Anne Dalke's picture

When I was in high school in the ‘60s (gasp), as part of a research project on LSD, I wrote to request information from Timothy Leary—infamous @ the time for his experimentation with psychedelic substances, arrested often enough “to see the inside of 29 different prisons worldwide," known for catchphrases such as "think for yourself" and "question authority." Leary responded with a standard cover letter and some printed material, which I found very helpful. I got an “A” on the project.

When I finished high school, I was accepted into ICYE (the International Christian Youth Exchange Program), excited to be spending a year living with a family and attending a 13th year of high school in Schleswig, in northern Germany.

But then my father got a phone call from the local Sheriff’s office, saying that my name had turned up on a list, distributed by the FBI, of Leary’s “associates,” and that questions had been raised about the propriety and possibility of my leaving the country.

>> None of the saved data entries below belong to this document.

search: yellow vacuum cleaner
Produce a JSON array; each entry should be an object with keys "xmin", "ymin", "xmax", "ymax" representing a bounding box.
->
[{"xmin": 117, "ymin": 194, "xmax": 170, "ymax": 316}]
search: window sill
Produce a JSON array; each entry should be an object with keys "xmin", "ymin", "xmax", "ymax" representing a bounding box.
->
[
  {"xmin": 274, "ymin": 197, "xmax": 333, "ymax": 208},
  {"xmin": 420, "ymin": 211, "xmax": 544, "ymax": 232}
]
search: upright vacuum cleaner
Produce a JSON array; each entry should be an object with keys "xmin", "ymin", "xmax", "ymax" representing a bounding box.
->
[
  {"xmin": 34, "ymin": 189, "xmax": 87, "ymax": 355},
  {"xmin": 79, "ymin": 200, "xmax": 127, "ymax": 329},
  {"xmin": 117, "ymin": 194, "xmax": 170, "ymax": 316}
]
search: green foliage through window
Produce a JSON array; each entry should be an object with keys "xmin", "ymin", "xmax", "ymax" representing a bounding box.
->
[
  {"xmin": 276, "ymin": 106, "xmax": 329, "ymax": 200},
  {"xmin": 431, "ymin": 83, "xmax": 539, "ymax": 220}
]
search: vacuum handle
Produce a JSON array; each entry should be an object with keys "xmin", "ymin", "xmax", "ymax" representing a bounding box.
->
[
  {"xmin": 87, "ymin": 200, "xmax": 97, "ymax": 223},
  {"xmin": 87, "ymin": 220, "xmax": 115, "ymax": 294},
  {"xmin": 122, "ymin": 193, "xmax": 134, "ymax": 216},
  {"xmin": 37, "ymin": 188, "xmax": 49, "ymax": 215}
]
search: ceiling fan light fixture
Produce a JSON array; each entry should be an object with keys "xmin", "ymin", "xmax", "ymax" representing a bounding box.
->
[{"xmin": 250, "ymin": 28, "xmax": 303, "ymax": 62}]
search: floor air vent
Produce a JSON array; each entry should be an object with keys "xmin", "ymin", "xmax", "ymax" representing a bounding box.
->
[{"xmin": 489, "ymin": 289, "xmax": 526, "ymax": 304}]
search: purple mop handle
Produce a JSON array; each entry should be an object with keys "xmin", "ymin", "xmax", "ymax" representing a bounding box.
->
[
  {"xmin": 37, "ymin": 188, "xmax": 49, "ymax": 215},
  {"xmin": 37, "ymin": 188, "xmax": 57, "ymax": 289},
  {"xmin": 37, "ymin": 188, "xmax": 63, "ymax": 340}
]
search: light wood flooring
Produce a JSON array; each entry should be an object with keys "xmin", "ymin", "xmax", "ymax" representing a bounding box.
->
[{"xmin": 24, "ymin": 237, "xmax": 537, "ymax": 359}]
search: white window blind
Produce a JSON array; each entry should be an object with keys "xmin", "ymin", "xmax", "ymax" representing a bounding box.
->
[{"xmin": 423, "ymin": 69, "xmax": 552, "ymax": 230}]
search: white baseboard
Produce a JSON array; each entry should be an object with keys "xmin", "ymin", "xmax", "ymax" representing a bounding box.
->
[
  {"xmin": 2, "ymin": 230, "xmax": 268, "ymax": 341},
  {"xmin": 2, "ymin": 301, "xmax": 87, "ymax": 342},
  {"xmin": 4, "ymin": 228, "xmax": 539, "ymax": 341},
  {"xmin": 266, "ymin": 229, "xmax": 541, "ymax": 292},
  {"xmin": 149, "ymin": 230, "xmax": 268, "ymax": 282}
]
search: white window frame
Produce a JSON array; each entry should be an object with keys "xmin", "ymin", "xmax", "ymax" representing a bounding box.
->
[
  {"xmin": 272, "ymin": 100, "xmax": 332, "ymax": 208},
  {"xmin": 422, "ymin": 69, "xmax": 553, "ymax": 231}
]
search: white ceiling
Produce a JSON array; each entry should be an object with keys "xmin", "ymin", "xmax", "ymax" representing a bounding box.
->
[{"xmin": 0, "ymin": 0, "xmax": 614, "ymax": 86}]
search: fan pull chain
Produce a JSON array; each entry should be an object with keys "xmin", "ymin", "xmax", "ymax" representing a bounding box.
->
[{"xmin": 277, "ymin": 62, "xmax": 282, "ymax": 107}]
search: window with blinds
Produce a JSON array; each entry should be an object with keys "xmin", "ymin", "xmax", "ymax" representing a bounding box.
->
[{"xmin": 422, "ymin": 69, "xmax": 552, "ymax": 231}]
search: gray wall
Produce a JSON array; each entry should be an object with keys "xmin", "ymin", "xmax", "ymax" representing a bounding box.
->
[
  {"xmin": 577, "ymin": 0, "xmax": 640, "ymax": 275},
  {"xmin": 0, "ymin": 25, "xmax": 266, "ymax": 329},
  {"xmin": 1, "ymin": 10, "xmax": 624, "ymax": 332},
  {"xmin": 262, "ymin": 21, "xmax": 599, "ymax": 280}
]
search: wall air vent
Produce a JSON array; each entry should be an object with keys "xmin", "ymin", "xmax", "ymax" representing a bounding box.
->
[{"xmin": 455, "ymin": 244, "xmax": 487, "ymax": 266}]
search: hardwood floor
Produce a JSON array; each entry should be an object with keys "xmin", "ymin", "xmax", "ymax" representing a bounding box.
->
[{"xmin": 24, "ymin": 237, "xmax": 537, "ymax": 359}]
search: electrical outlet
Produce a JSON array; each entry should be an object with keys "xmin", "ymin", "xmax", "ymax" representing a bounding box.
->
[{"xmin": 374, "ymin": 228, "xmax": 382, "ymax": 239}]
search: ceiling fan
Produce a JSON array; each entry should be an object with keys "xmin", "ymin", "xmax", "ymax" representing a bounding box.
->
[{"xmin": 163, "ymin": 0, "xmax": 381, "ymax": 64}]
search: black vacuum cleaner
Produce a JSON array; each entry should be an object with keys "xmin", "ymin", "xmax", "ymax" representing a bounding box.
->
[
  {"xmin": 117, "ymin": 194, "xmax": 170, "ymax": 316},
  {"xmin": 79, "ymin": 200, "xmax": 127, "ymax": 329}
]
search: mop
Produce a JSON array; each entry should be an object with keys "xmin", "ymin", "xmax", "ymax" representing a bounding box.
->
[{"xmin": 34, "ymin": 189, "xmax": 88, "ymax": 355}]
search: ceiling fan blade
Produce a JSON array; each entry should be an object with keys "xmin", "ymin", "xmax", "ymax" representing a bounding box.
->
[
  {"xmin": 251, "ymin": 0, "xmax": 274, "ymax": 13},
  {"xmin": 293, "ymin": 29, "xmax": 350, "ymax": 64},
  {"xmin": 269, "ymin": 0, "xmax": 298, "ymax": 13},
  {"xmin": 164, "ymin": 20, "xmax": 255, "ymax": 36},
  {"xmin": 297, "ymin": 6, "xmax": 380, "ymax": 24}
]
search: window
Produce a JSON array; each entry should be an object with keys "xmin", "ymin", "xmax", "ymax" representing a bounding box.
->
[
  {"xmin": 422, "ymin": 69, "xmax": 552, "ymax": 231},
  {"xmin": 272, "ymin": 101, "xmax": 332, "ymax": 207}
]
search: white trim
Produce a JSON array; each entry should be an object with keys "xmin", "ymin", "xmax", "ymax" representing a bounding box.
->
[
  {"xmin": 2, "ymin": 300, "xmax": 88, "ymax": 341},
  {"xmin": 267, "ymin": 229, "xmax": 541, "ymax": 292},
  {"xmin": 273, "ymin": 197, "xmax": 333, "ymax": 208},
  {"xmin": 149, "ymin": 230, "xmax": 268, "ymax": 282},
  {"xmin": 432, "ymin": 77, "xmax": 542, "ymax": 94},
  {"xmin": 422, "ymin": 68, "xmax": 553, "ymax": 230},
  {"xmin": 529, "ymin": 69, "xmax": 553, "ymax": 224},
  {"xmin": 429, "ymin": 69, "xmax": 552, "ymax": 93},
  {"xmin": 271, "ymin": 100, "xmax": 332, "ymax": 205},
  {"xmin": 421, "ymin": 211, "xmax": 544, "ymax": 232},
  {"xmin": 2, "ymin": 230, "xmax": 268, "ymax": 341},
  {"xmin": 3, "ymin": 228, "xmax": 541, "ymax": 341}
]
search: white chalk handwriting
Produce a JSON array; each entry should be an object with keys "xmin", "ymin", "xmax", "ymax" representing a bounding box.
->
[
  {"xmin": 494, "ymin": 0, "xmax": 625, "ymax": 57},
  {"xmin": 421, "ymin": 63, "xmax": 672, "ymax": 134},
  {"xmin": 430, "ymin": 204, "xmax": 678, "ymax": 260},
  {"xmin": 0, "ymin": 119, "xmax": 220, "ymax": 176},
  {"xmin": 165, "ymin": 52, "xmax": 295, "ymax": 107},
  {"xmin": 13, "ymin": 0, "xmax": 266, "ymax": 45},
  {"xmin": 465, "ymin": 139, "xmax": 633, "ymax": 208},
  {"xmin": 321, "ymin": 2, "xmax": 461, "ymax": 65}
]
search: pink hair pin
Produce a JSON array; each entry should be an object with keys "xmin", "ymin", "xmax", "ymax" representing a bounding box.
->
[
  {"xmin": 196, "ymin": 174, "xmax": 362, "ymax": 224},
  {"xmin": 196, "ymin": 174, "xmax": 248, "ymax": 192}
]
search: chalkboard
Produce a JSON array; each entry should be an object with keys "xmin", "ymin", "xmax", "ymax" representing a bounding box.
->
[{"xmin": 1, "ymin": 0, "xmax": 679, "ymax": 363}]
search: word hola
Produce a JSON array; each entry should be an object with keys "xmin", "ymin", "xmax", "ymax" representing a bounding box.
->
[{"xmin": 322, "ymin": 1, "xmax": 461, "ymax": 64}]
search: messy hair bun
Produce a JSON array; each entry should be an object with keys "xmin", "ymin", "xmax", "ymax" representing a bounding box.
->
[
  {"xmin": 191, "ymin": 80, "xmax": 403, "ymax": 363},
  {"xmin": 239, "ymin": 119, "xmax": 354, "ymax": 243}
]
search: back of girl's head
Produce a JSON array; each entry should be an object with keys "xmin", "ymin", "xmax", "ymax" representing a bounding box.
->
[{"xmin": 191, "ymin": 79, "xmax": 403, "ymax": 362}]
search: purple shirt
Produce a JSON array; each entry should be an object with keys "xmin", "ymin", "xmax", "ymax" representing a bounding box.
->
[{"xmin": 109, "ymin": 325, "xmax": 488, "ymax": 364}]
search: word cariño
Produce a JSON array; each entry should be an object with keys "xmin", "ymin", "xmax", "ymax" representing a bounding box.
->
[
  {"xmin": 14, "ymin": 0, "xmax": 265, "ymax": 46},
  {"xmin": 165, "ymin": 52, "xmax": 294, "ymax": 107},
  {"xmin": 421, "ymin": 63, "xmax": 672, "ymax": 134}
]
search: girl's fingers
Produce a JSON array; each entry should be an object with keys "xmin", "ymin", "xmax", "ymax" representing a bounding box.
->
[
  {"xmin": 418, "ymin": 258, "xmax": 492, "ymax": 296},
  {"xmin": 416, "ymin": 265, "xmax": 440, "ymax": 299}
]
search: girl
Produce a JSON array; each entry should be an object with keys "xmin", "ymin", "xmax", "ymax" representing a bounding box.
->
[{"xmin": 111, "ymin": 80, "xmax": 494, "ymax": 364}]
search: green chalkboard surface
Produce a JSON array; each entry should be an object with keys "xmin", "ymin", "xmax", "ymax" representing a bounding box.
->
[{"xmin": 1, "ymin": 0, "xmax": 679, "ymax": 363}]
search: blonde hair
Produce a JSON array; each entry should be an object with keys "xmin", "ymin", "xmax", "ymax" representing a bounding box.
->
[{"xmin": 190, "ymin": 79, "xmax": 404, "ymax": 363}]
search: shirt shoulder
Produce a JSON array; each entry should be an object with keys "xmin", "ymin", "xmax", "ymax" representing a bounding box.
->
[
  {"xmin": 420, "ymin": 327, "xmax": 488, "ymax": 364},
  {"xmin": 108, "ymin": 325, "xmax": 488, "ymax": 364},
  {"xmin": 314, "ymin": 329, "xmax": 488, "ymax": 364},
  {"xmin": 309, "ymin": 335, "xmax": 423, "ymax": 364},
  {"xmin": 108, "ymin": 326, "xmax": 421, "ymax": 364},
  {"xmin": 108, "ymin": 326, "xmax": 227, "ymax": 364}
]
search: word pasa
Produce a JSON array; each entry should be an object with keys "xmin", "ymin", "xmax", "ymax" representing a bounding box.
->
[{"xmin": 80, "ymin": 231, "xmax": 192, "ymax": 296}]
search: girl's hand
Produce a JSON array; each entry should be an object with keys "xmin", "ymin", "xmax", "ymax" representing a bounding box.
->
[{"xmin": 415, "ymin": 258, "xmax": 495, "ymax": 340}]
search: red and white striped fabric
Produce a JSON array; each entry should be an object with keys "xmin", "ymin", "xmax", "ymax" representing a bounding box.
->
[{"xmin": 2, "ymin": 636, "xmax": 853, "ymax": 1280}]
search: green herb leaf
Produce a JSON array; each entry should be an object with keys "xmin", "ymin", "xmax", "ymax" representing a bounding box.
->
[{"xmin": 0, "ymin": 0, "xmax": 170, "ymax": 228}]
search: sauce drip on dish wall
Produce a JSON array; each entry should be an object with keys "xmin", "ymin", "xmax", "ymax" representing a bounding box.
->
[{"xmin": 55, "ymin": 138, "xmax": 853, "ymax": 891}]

I fancied myself a rebel in those days (okay, still…) and I laughed out loud at this story. But, of course, I was only free to do so because I was surrounded by privilege: my father (who “just happened” to be the Chairman of the Republican Party of Virginia) spoke to a few people. He gave me hell—why did I write that letter? Did I have a copy? Didn’t I know that I should make copies of all my correspondence?--but he also got me expunged from the list. And I got to go to Germany, where I spent 1968-69 with a liberal-leaning family, whose perspectives got me questioning the (rural Southern law-abiding) culture I’d been raised in…

All of which is to say that I “offended,” but wasn’t “victimized,” because of a whole panoply of privileges. I know, from the few years I’ve been facilitiating reading groups in prison, that the institution is filled with women who don’t share those privileges, who didn’t have powerful fathers to keep out of trouble—or to get them out once they’ve gotten themselves into it.

I don’t laugh anymore as I tell my story, or as I listen to theirs….

What I like most about being there is the honesty and directness of our conversations; there isn’t much empty posturing.